All see it as a part of a growing pattern of Chrysler lawsuits against suppliers.
Cast no shadow is the most critical, charging that procurement chief John Campi first paid consultants to do his job, then used more corporate money to sue Accenture. He suggests: “The next step is asking for money to sue the lawyers when they lose the lawsuit.”
Now, nobody posting comments has much sympathy for consultancy Accenture -- “typical consultants overselling their abilities,” says one writer -- but the main concern is the emerging pattern of Chrysler settling disputes by filing lawsuits.
“Chrysler needs to get back to the Stallkamp days of good relations with suppliers and vendors and resolve differences in-house,” says one.
“Chrysler is starting to gain a negative reputation suing its suppliers and now consultants,” says another.
COO@Tier1 says Chrysler should look within itself at “failed programs, propaganda and products” and concludes “Chrysler will not succeed with the type of negative process.”

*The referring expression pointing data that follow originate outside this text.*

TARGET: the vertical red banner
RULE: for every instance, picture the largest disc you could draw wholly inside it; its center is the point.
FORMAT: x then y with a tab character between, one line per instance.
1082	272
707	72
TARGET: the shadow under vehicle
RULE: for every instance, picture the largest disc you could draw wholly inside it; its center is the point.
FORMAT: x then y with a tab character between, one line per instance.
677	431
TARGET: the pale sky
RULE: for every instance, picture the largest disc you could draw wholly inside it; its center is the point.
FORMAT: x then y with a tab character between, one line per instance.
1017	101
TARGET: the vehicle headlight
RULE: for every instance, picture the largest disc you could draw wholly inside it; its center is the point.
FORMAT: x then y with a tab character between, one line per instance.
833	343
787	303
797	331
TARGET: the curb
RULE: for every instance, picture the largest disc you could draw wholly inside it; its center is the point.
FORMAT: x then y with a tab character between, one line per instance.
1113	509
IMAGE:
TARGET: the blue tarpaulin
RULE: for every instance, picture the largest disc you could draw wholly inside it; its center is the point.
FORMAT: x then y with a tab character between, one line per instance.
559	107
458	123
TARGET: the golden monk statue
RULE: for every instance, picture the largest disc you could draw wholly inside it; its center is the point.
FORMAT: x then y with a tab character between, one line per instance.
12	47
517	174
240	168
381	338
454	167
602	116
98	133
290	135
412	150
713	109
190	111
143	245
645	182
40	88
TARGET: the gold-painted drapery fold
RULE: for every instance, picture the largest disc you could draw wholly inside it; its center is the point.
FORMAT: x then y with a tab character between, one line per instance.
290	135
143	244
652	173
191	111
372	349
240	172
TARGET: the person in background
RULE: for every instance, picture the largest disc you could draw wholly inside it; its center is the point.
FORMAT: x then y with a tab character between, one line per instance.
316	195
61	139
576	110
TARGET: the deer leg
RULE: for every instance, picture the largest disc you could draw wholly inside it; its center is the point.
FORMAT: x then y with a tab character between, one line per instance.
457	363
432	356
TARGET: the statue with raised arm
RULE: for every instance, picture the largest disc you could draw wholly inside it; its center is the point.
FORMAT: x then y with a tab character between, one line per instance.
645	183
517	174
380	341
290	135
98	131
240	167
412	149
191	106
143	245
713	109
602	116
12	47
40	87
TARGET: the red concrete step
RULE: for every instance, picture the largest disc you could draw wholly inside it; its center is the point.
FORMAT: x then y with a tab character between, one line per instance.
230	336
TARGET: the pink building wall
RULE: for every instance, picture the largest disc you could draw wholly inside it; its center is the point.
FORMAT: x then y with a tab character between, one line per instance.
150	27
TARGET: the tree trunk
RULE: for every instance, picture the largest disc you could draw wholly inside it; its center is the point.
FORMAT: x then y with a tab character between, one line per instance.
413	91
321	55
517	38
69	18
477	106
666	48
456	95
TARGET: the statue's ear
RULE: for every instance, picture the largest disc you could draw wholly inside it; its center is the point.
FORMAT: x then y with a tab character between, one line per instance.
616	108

A larger question is whether Chrysler truly expects long-term savings from such an approach. Certainly, automakers have a long history of hammering their parts suppliers on price and terms of delivery. But suppliers are no longer helpless victims laid bare on the anvil.
Increasingly, suppliers and not automakers control the technology that goes into cars. Suppliers decide who gets new technology. And -- Chrysler, take note -- who doesn’t. An August Automotive News-Supplierbusiness survey of 98 parts makers found that 43 percent are less likely to offer new technology to Chrysler in the future.
So why is Chrysler suing so many suppliers? Does anybody have a theory?